The school choice advocacy group EdChoice and Braun Research, Inc. surveyed a representative sample more than 530 public school parents and more than 1,800 members of the general public. But this year the groups also conducted online interviews with 777 public school teachers.

Only a little more than 1 in 4 teachers said they would recommend their profession as a career for a friend or colleague. By contrast, 42 percent of teachers said they would actively try to convince the friend not to become a teacher. To put that in context, active-duty military personnel are more likely to recommend their jobs to others than teachers are.

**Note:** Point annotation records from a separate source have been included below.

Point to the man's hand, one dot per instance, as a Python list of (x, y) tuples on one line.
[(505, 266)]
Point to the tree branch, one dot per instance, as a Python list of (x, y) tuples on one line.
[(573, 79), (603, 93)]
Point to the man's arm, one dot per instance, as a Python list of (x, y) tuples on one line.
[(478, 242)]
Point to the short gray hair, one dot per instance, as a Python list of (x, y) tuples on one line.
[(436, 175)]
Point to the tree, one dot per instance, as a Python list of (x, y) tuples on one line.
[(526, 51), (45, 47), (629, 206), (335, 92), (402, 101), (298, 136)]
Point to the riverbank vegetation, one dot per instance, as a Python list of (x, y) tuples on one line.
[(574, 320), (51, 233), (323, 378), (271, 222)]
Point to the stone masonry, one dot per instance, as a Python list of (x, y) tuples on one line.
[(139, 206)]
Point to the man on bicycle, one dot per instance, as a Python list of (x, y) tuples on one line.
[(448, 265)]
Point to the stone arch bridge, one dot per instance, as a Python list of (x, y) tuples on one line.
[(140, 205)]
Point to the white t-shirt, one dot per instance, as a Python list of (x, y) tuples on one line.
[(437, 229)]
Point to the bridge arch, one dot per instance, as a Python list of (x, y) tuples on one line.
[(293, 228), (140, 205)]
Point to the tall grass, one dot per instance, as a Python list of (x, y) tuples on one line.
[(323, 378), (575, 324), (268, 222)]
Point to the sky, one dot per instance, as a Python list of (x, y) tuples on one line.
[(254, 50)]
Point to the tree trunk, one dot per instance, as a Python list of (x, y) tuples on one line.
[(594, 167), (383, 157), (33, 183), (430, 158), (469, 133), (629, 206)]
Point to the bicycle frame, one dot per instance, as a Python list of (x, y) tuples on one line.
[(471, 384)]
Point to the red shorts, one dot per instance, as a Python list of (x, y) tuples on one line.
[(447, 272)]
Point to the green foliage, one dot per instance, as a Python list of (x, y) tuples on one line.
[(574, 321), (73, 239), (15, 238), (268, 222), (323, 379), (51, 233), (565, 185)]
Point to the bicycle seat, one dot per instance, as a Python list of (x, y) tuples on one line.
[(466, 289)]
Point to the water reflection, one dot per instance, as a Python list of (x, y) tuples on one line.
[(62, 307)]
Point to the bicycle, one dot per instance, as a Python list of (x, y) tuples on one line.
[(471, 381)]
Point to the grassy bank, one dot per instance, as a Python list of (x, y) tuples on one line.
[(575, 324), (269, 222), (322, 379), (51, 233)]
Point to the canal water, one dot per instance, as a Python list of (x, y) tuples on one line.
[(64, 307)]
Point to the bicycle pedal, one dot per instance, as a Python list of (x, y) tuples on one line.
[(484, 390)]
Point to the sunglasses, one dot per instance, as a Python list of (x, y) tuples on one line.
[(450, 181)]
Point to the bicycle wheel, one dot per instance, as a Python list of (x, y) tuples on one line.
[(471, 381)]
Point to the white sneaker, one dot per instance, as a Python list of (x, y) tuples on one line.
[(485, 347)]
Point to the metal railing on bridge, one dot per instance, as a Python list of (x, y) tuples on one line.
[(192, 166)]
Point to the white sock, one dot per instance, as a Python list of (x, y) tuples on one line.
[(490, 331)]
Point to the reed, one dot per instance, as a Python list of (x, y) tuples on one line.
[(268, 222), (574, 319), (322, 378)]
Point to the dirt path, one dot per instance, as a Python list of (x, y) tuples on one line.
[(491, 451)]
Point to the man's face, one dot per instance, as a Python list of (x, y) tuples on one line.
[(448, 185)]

The findings, which were mirrored among both newer and more experienced teachers in many parts of the country, “suggest the 2018 protests, walkouts, and general angst may reflect deeper issues and challenges within the profession—perhaps beyond teacher pay and school funding—that frustrate a large swath of public school educators across the country,” the report noted.

Those responses echo many other recent surveys. In the PDK-Gallup education survey earlier this year, in which more than 60 percent of Americans said they trusted their children’s teachers and supported paying them more, but a majority also said they wouldn’t encourage their own children to become teachers, considering the profession “undervalued and underpaid.”

While the EdChoice survey did not dig into many potential reasons for the discontent, it did find crumbling trust between teachers and other education stakeholders. Some of these findings seem a bit counterintuitive—teachers say they trust their principals more than their union leadership!—but it may also be that they trust the people the work more closely with over those that seem further removed, like state and federal bureaucracy.

That discontent likely contributes to ongoing struggles in many districts to get and keep educators. While districts are experimenting with everything from on-site childcare to housing support, results like these suggest rebuilding trust between teachers and others in the education community will be a key part of the solution.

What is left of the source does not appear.